P.D. La perspective d’une histoire longue permet
de dessiner des tendances mais nous avons eu à cœur, pour chaque période, de
mettre en relief un certain nombre d’éditeurs. Pas seulement des enseignes ou
des marques, mais aussi des acteurs très singularisés. Parce que, derrière la
façade d’une maison ou d’une couverture, il y a des individus avec leur talent
et leur tempérament, qui contribuent à la vitalité et quelquefois aux embardées
du secteur. Quant à la place des femmes dans l’édition, elle devient en effet de
plus en plus importante à mesure qu’on s’approche de l’époque contemporaine et
pas seulement dans les postes classiques d’attachée de presse ou de
communication. C’est un mouvement général dans lequel on peut inclure Danielle
Vincken chez Complexe, Anne Leloup chez Esperluète, ou Florence Mixhel portée
tout récemment à la rédaction en chef de Spirou… Ce mouvement correspond à un processus de féminisation des
professions culturelles, qui dépasse donc le seul monde du livre et de
l’édition.
T.H. Les femmes jouent depuis des décennies un
rôle prépondérant dans les métiers du livre, mais les postes à responsabilité
sont presque toujours occupés par des hommes. Ce que l’on voit timidement se
modifier à la fin du XXe siècle, et que la trajectoire de Lysiane D’Haeyere,
puis de Luce Wilquin, incarnent parfaitement, c’est la reconnaissance publique
de la figure de l’éditrice. On observe donc une plus grande parité depuis une
trentaine d’années, mais la féminisation de la profession est loin d’être
acquise.
Avez-vous, à titre
personnel, fait des découvertes en cours de travail ?
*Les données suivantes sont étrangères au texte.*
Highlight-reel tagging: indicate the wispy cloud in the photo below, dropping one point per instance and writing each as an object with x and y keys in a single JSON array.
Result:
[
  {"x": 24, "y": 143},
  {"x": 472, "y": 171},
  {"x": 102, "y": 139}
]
T.H. Je pense par exemple à l’édition littéraire
de l’entre-deux-guerres, que les archives de La Renaissance du Livre ont aidée
à sortir de l’ombre. On associe généralement cette période aux origines de
l’édition industrielle en bande dessinée, avec Hergé chez Casterman ou les
débuts du Journal de Spirou chez
Dupuis. Or l’ancêtre de La Renaissance du Livre que l’on connaît aujourd’hui y
occupe une place centrale en littérature. Pour compenser l’absence de
rentabilité de son catalogue littéraire, la maison multiplie les ouvrages
scolaires dans le domaine de l’enseignement technique et les beaux livres
vendus par courtage. Elle y excelle à la Libération avec la réédition, en
plusieurs volumes, de l’Histoire de la Belgique d’Henri Pirenne, tandis que le secteur entre dans une phase de grande
prospérité, dont profiteront à leur manière Marabout et Artis-Historia.
P.D. La surprise que je retiens quant à moi, pour
insister une fois encore sur l’importance de l’histoire dans la longue durée,
c’est d’avoir vu se reproduire du XVe siècle à nos jours un même discours des
professionnels du livre au sujet de leur propre statut culturel, du manque
d’intérêt que le public et les pouvoirs publics portent à leur activité. Notre
livre fait l’histoire des pratiques d’édition, mais aussi des représentations
du livre et du travail éditorial. Thierry Martens, pionnier du livre imprimé en
Belgique dès 1473, se plaint amèrement au début du XVIe siècle de ce que les
lecteurs prêtent plus de poids et de prestige aux ouvrages édités hors de
Belgique alors que ceux qui sortent de ses presses, dit-il, valent bien ceux
qui viennent de Bâle ou de Paris. Ce discours, on l’entendra à travers
l’histoire jusqu’à nos jours, de même qu’un discours souvent très sévère des
auteurs au sujet des éditeurs locaux. C’est l’expression d’un classique
complexe d’insécurité propre aux aires périphériques. C’est aussi le reflet
d’une très curieuse tendance des acteurs culturels belges à noircir le tableau
au sein duquel ils figurent. Si notre livre permet de mettre mieux en lumière
ce tableau, sans ignorer ses zones d’ombre ou ses lacunes, et de faire valoir
ce que nos éditeurs de poésie ou nos éditeurs industriels ont de singulier et
de créatif, nous n’aurons pas travaillé en vain.